Smith appeared on the cover of Sports Illustrated on July 31, 1972. Shortly afterwards, it was announced that she would become the first female rider to be honored by the New York Turf Writers Association in Saratoga Springs, New York. Retired textile executive Nathan Isaacs named a filly, Ramblin Robyn, after Smith, and she rode the horse to victory at Aqueduct in December 1973.

After starting her 1973 racing season with a spill atop Faithville Ruler at Santa Anita Park, on March 1, 1973, Smith became the first female jockey to win a stakes race, winning the $27,450 Paumonok Handicap at Aqueduct Racetrack on the back of North Sea. On October 3, 1975, Smith became the first female jockey to win three races in one afternoon at a major New York track. She turned three victories at Belmont Park, riding Lead Line, Slink, and Togs Drone.

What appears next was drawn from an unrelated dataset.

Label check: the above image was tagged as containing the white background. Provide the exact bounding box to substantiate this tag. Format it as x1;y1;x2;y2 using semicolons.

By 1978, Smith's career had largely come to a standstill, recording only one victory in 55 races, and struggling to find trainers. Most of her income was provided by television endorsement deals. After a final ride at Saratoga on July 30, 1980, Smith announced her official retirement from the sport on August 9.

== Later life ==
On January 1, 1973, a friend introduced Smith to Fred Astaire at Santa Anita. She went on to marry Astaire on June 24, 1980, at the Astaire home in Beverly Hills, California. At the time of their marriage, Astaire was 81 and Smith was 35. After Astaire's death in 1987, Smith became embroiled in a series of legal battles over the use of her late husband's image. Most notably, Smith prevented the John F. Kennedy Center for the Performing Arts from using video footage of Astaire during its 1992 televised tribute to his longtime Hollywood collaborator Ginger Rogers. In 1997, Smith agreed to a deal which resulted in commercials in which old footage was digitally altered such that Astaire appeared to dance with Dirt Devil brand mops and vacuum cleaners, over the objections of Astaire's daughter Ava. In 1998, the U.S. 9th Circuit Court of Appeals ruled against Smith in a decision over whether an instructional videotape manufacturer could use public domain footage of Astaire in the films Second Chorus and Royal Wedding to teach dance steps.

Following Astaire's 1987 death, Smith took up aviation, earning pilot certification in a series of airplanes and helicopters.